Odo se despertó de golpe, llevándose la mano al ojo derecho. Su corazón latía apresurado y su respiración era rápida y pesada, se sentó en su sencillo catre de monje.

«Otra vez ese sueño». Dejó escapar un largo suspiro, sus latidos se ralentizaron. Habían pasado años desde la última vez que había sufrido esa pesadilla, y tenerla nunca había augurado nada bueno. En los diecisiete años desde que Acre cayó, cada vez la tenía menos, así que tenía que pensar por un momento cuándo había ocurrido.

Se apartó la mano del ojo. Recorrió con los dedos la blanca cicatriz irregular que comenzaba sobre la parte derecha de su frente. La siguió hacia abajo, cruzando el suave parche negro del ojo antes de volver a encontrarla entre las curtidas arrugas de su mejilla.

Una mirada a la ventana cerrada y oscura le hizo ver que era de noche. Una lámpara de metal deslustrada que había en la pared junto a la ventana, emitía una luz tenue en la habitación. Era una norma de la Orden que los hermanos templarios debían dormir con una luz de noche, un recuerdo constante de su lucha por mantener la oscuridad apartada del mundo y, lo que es más importante, de sus corazones.

La parpadeante lámpara de superficie cincelada e irregular emitía sombras extrañas y cambiantes, mostrando un barracón. Odo observó cómo la luz bailaba por la habitación, el cálido resplandor avanzando y retrocediendo a través de una docena más de catres, cada uno ocupado por un templario dormido. Vistiendo los mismos hábitos blancos y simples con los que trabajaban durante el día, otra norma de la Orden, algunos yacían inmóviles, mientras que otros se movían inquietos y unos pocos roncaban ligeramente.

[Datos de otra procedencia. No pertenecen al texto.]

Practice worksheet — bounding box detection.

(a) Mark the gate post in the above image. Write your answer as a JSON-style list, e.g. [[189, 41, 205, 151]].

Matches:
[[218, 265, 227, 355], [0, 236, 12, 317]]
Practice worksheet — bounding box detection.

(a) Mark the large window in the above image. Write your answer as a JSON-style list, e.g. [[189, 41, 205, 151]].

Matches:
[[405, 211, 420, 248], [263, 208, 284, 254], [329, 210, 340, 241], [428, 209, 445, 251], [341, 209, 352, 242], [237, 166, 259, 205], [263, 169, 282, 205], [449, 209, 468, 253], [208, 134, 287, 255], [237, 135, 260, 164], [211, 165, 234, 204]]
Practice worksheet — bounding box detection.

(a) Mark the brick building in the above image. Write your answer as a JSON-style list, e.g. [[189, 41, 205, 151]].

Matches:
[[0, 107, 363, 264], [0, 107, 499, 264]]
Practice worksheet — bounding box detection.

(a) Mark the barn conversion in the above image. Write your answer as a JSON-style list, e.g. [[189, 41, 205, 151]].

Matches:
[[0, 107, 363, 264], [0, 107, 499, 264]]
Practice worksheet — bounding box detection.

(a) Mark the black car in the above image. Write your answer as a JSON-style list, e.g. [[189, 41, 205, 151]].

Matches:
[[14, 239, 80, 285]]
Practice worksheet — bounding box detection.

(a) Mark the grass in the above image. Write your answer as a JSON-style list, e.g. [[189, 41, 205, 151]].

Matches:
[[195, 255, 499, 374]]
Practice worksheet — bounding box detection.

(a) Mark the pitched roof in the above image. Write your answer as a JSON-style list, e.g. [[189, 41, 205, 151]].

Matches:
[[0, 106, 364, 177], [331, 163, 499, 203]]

Su mirada se posó en la puerta, que estaba entreabierta, algo fuera de lo normal. Al lado, había un catre vacío con las sábanas y ropa de cama estiradas de no haber dormido nadie. Entrecerró los ojos. Se incorporó de la cama, el roce de la tela de su hábito era el único ruido que hizo al levantarse. Se paró un momento, asegurándose de que todos los hermanos de la habitación dormían y se dirigió a la puerta. Allí se detuvo, observando una vez más a sus hermanos para comprobar si le habían visto. Vio, con satisfacción, que todos continuaban en sus lechos y salió.

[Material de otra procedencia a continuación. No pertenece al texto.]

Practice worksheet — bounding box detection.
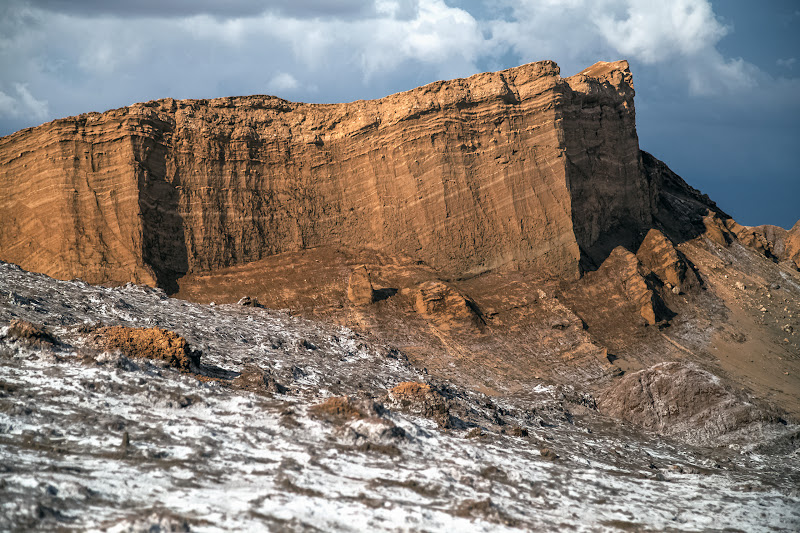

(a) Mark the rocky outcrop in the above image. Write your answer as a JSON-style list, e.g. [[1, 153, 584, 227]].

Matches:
[[730, 221, 800, 270], [597, 362, 779, 444], [636, 228, 698, 292], [0, 61, 657, 292], [596, 246, 659, 326], [414, 281, 482, 328], [347, 265, 375, 306]]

El pasillo estaba poco iluminado, la pared salpicada de las mismas lamparitas de metal que las de los dormitorios. Caminó, sin hacer ruido, por la penumbra, el suave sonido de sus pies arrastrándose en los suelos de piedra pulida era estruendoso en comparación con el silencio del claustro. Aunque sus sentidos a lo largo del pasillo —el desgaste del suelo, los ecos en las paredes— le decían dónde se encontraba de entre todas las tortuosas salas, miró al frente. Luego a ambos lados, girando la cabeza con amplitud y determinación. Procedió con cautela, no quería que ningún otro hermano se percatara de su salida nocturna por culpa de un encuentro fortuito. Las normas de la Orden dictaban castigos para cualquiera que dejara su habitación después de las últimas oraciones, aunque Odo no creía tener que responder ante nadie por sus acciones.

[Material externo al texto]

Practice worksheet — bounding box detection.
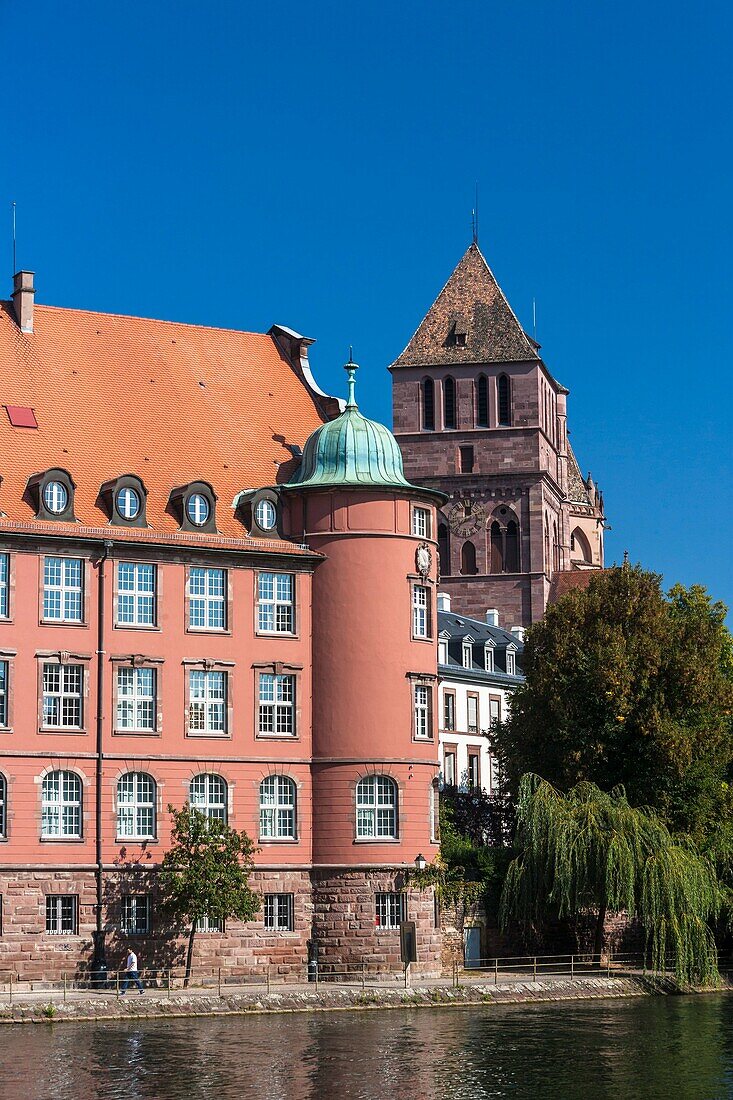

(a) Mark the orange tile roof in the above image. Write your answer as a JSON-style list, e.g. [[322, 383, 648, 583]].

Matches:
[[0, 303, 326, 549]]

Los aromas a mirra e incienso daban un ligero toque picante al aire, recordatorios de la misa diaria. Destinado aquí en el Temple de París durante unos dos años, seguía pasmado por la inmensidad del lugar, con sus altas bóvedas y arcos apuntados que daban acceso a largos pasillos serpenteantes. Las líneas de todas las habitaciones y pasillos eran marcadas y verticales, un anhelo por el cielo esculpido en mármol y granito. Muros apuntalados se elevaban en homenaje a Dios y techos abovedados descansaban en enormes dedos esqueléticos de piedra que, para Odo, eran un recordatorio de su mortalidad.

Construido con el reverencial cuidado por los detalles de la Orden, la talla de la piedra era un homenaje a la gloria y bondad de las creaciones de Dios, delicada y viva, rica en imágenes heroicas y discretas, desde escenas bíblicas hasta vidas de santos. Odo se paró al acercarse a una fila de ventanas cerradas que flanqueaban una vidriera de colores. Exquisita incluso de noche, irradiaba oscuridad, suave en contraposición con la rugosa pared de granito.

Se acercó a una escalera, una de las docenas que conectaban los innumerables pisos del Temple. Al no ver nada arriba en la penumbra, subió. Gracias a las noches que había estado de guardia, conocía las rutinas y puestos de los centinelas, así que planeó su ruta para mantener distancia con ellos.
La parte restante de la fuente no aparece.